Closed hackwaly closed 7 months ago

hackwaly commented 7 months ago
image
msujew commented 7 months ago

This is by design. EOF doesn't match anything in the input string, so it has no location.

hackwaly commented 7 months ago

This is by design. EOF doesn't match anything in the input string, so it has no location.

But how do I report error to IDE? I need location to report diagnostic at EOF.

"EOF doesn't match anything" is wrong. It only match at end of file position. It do have location.

msujew commented 7 months ago

@hackwaly With "EOF doesn't match anything" I meant that it doesn't match any particular string pattern. See also the image being defined as "". If it doesn't match any string, there is no location for it.

Aside from that, EOF is just the last position in the input string. Isn't that enough for error reporting?
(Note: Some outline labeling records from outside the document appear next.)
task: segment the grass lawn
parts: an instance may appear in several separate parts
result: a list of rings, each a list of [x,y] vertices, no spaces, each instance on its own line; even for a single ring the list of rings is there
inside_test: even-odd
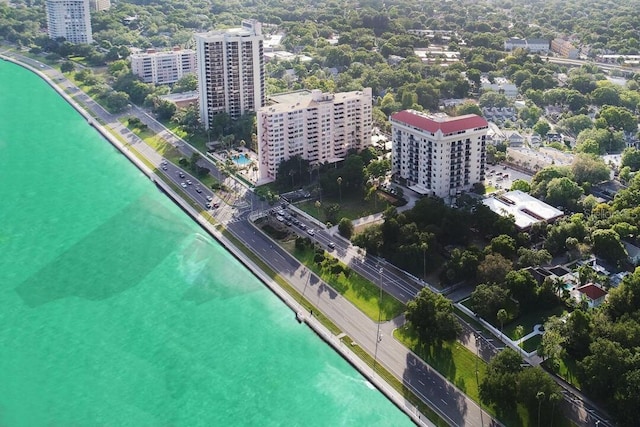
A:
[[[467,396],[475,402],[480,402],[478,382],[482,383],[487,375],[487,364],[481,358],[477,358],[469,349],[460,342],[445,342],[441,347],[431,346],[425,348],[418,343],[415,333],[407,326],[394,331],[394,337],[411,349],[418,357],[438,371],[442,376],[456,385]],[[478,378],[476,380],[476,367]],[[509,413],[499,413],[492,406],[482,405],[482,408],[492,416],[498,418],[506,426],[527,426],[537,425],[535,414],[529,416],[529,412],[523,405],[518,405],[515,411]],[[555,426],[571,426],[559,411],[554,419]]]
[[[513,319],[511,322],[506,323],[504,325],[504,334],[511,338],[512,340],[516,339],[514,335],[514,331],[518,325],[522,325],[524,327],[524,334],[527,335],[530,332],[533,332],[533,327],[537,324],[544,324],[548,317],[551,316],[559,316],[564,312],[563,305],[557,305],[552,308],[532,311],[530,313],[523,314]],[[497,326],[498,328],[500,325]]]
[[[542,335],[534,335],[525,342],[522,343],[522,348],[527,353],[531,353],[532,351],[536,351],[542,342]]]
[[[355,271],[351,270],[348,278],[344,273],[336,276],[331,274],[328,268],[318,266],[313,261],[315,252],[312,248],[296,249],[294,241],[285,242],[283,246],[320,279],[328,283],[372,320],[377,322],[378,316],[380,316],[380,320],[384,322],[397,317],[404,311],[404,304],[384,291],[381,300],[380,288]],[[325,253],[325,256],[330,257],[331,255]],[[344,264],[342,266],[347,268]]]
[[[396,329],[394,337],[455,384],[456,387],[464,391],[467,396],[476,402],[480,400],[478,383],[476,382],[476,366],[478,368],[478,380],[482,382],[486,375],[487,364],[481,358],[477,358],[460,342],[445,342],[441,347],[434,345],[425,348],[418,343],[415,333],[407,326]]]
[[[169,159],[172,163],[178,163],[178,160],[180,160],[181,157],[180,151],[178,151],[177,148],[167,142],[164,138],[158,136],[149,129],[140,129],[138,127],[129,126],[129,122],[126,118],[120,118],[120,122],[127,126],[131,130],[131,132],[136,134],[138,138],[142,139],[158,154]]]
[[[357,345],[353,345],[352,340],[349,336],[344,336],[341,338],[342,344],[344,346],[349,346],[350,350],[354,352],[360,359],[362,359],[367,365],[373,368],[374,359],[373,357],[364,351],[361,347]],[[417,407],[421,413],[427,416],[431,421],[435,423],[437,427],[446,427],[447,424],[440,416],[429,406],[427,406],[424,402],[416,397],[415,394],[411,390],[407,388],[400,380],[393,376],[389,371],[387,371],[380,363],[376,363],[375,365],[375,373],[384,378],[384,380],[391,385],[394,389],[396,389],[405,399],[411,402],[412,405]]]
[[[342,203],[340,203],[339,198],[328,198],[324,197],[322,199],[322,206],[320,209],[316,208],[315,201],[304,201],[301,203],[297,203],[296,206],[314,218],[318,219],[322,223],[327,222],[327,217],[324,213],[324,208],[326,206],[336,204],[340,206],[340,211],[338,212],[338,219],[341,218],[349,218],[351,220],[362,218],[364,216],[372,215],[379,212],[384,212],[389,206],[389,203],[383,200],[379,200],[375,202],[373,200],[364,200],[358,197],[342,197]]]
hackwaly commented 7 months ago

Isn't that enough for error reporting?

Chevrotain tracks line information for me. I have no way to get line number of EOF without get it from IToken.

msujew commented 7 months ago

The end of the input can always be found at the end of the token before EOF. I.e. the last token that is produced by the lexer. Note that the lexer doesn't actually "produce" EOF, so there's also no technical way of actually adding the location information there, since the token is unaware of the input.

hackwaly commented 7 months ago

The end position of the last token that is produced by the lexer isn't always equal to position of EOF. Because there may be skipped whitespace token.

Is there a way to let lexer emit a zero-width user-defined MyEOF token?

msujew commented 7 months ago

Is there a way to let lexer emit a zero-width user-defined MyEOF token?

No, because if the lexer doesn't advance, it will produce tokens in an endless loop. A token needs to have a content.

Because there may be skipped whitespace token.

You can assign a group to the whitespace token other than Lexer.SKIPPED and look for the group in the lexer result. It won't influence the parsing process, but you gain access to the lexed tokens that way.